Sure, it confused Howie when he later learned to masturbate, and would pull off to high heaven, all the while angry that he couldn't preserve it for when it meant something. That night in the barn, he was the leader. He'd had wet dreams, and would wake in wonder. It was unspeakably glorious, but he couldn't manage to repeat the dream in his waking life. Now he was in the center of a circle and someone had heard about masturbation. He said that he heard that some people take a soapy washcloth over the toilet. The kid with the playboys. His father must have told him. Again Howie was aghast. What profanity, and how squalid! Mysteries undone with so little ceremony.

But there he was. He wanted to collect it and take it home to look at under his microscope. He had the grin of collusion on his face as they all watched to see what would happen. Jerk, jerk; harder and harder. Nothing would happen. There was a lot of hope and a slight bit of desperation as the thing went on for a ridiculous period of time. Others were trying too. His cock was hard. It was kept hard by the undesirable profanity of the photos, and by its hardness. It felt good. There was a time when Howie was probably only three or so that he remembered an ejaculation of pee made against the bathroom door because it felt good. The mystery. But nothing would happen, and he began not to believe. It had become a soreness. There must be some trick he didn't know -- somethng he wasn't doing right. It was enough of a mystery to everybody else that he didn't lose face.
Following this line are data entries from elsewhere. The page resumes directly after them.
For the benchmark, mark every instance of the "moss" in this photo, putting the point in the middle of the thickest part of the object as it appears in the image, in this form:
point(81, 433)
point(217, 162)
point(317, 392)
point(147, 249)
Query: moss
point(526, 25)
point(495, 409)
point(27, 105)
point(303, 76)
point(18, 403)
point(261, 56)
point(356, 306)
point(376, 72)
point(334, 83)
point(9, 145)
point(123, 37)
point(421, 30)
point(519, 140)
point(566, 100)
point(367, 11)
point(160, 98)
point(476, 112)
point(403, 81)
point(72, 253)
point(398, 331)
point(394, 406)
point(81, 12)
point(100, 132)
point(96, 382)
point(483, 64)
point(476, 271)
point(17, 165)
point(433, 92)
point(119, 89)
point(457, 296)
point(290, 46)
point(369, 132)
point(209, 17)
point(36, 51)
These thoughts were flitting somewhere beyond the reach of Howie's conscious thoughts as he waited for Jackie to come back out. He didn't want them anywhere near his conscious thoughts.

"Well hello," bellowed Jackie' s father from the porch. "Come on in for a minute."

"Hi, Mr. Berger, great barn you've got."

"Yeah, it's nice to have a barn. I like to fiddle around there. So, you rode your bicycle all this way. That's quite a ride from town."

"Howie and I are going to take a walk, OK Daddy?"

"Sure. Be back for lunch. Would you like to stay, Howie?"

He gave a quick look to Jackie, grateful for their exit, and saw that it was OK. "Yeah, thanks."

"Jan'll be back in a little while. We'll just have some soup or something. You'd better take a jacket, honey."

"It's not too cold. Well, see you in a bit."